Author: Chris Herren
Publisher: St. Martin's Press
Published: 2011-05-10
Total Pages: 286
ISBN-13: 1429924144
DOWNLOAD EBOOKAs seen in ESPN Films’ Unguarded, a “powerful . . . bracing . . . exceptional” true account of the former NBA and overseas pro’s rise and harrowing fall (NPR Books). I was dead for thirty seconds. That’s what the cop in Fall River told me. When the EMTs found me, there was a needle in my arm and a packet of heroin in the front seat. At basketball-crazy Durfee High School in Fall River, Massachusetts, junior guard Chris Herren carried his family’s and the declining city’s dreams on his skinny frame. He was heavily recruited by major universities, chosen as a McDonald’s All-American, featured in a Sports Illustrated cover story, and at just seventeen years old became the central figure in Fall River Dreams, an acclaimed book about the 1994 Durfee team’s quest for the state championship.
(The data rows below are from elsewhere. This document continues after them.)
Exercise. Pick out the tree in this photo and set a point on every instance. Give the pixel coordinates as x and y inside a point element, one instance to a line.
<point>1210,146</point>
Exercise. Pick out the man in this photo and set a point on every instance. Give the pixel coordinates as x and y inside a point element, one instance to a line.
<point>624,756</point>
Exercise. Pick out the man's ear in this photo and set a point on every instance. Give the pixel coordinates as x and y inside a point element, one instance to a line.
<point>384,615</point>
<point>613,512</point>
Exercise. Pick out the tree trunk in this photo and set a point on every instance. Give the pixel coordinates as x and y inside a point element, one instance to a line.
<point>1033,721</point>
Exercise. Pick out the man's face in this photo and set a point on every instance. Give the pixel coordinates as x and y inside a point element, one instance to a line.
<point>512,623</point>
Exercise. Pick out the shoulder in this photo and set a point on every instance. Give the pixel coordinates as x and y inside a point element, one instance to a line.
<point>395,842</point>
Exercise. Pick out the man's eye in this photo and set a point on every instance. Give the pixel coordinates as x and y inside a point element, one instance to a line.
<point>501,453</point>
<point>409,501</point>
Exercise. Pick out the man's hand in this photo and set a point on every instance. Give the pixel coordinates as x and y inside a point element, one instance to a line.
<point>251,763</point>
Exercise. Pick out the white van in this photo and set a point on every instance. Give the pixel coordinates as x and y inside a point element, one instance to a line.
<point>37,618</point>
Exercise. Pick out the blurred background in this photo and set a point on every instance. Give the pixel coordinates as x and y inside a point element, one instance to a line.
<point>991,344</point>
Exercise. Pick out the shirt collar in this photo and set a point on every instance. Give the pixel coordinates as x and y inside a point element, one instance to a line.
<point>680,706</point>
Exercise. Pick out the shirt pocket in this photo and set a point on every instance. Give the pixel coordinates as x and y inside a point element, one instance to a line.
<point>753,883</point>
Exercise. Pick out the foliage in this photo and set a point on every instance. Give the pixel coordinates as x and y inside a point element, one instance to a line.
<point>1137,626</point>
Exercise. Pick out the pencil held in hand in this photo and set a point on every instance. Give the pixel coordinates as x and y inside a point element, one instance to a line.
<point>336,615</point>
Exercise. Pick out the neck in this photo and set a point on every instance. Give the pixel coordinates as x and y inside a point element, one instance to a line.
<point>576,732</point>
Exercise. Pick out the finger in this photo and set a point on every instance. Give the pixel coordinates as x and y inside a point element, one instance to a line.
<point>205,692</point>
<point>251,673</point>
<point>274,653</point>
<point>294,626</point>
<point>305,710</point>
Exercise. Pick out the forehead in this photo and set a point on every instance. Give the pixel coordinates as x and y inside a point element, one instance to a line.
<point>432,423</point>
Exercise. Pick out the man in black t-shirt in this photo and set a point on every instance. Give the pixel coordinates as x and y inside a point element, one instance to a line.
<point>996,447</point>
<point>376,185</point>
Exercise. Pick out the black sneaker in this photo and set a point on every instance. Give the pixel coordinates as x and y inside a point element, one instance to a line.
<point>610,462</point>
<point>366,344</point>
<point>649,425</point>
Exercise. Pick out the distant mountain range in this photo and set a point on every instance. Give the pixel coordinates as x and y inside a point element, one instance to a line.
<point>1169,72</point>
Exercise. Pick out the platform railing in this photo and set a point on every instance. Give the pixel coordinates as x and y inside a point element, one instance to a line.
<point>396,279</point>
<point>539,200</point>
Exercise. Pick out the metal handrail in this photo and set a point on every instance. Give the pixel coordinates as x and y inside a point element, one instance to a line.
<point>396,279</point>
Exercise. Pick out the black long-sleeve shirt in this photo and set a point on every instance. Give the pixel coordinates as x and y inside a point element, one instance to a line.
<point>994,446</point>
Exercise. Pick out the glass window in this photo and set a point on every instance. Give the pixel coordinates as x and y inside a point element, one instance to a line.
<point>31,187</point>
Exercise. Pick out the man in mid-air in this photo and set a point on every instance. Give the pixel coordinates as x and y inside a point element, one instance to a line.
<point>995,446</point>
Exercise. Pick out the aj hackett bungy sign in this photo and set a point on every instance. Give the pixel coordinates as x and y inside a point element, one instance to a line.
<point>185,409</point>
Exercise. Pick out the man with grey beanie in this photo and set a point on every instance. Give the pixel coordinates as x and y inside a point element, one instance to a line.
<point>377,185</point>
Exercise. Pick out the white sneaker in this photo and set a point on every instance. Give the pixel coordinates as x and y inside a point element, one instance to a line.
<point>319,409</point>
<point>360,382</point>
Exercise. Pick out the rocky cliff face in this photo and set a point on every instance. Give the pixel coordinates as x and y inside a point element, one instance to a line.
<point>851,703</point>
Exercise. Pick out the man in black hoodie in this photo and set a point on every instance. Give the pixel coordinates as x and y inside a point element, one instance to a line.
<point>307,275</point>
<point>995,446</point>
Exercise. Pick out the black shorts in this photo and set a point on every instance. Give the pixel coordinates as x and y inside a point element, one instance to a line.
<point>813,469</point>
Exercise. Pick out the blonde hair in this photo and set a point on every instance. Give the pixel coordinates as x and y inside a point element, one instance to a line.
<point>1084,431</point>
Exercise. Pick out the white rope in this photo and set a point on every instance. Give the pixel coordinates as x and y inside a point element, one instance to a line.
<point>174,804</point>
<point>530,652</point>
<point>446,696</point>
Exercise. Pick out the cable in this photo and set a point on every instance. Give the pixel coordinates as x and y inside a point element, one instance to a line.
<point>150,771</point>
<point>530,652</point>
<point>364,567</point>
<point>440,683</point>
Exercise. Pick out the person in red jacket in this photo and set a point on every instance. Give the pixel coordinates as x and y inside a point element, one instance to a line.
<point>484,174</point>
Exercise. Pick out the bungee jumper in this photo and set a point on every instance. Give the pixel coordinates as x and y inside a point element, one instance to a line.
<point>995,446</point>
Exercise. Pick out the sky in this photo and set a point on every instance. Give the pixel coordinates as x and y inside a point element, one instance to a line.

Leaving Fall River for college, Herren starred on Jerry Tarkanian’s Fresno State Bulldogs team of talented misfits, which included future NBA players as well as future convicted felons. His gritty, tattooed, hip-hop persona drew the ire of rival fans and more national attention: Rolling Stone profiled him, 60 Minutes interviewed him, and the Denver Nuggets drafted him. When the Boston Celtics acquired his contract, he lived the dream of every Massachusetts kid—but off the court Herren was secretly crumbling, as his alcohol and drug use escalated and his life spiraled out of control. Twenty years later, Chris Herren was a husband, a father, and a heroin junkie, who would flirt with death—and ultimately live to tell about it.
Author: Larry Hausner
Publisher: McFarland
Published: 2024-01-29
Total Pages: 211
ISBN-13: 1476650667
DOWNLOAD EBOOKMajor League Baseball has been in crisis in recent years. Game attendance is down by millions and fan interest is in free fall. The future of the game is in jeopardy. While the League acknowledges the issues, many are stumped as to how to address them. This book explores in detail the critical challenges facing MLB, and their ramifications, along with some potential solutions. Interviews with baseball insiders, players to executives, give a perspective on baseball's struggle to reinvent itself for future generations.
Author:
Publisher: Potomac Books, Inc.
Published: 2007
Total Pages: 458
ISBN-13: 1597973653
DOWNLOAD EBOOKBaseball "by The Book."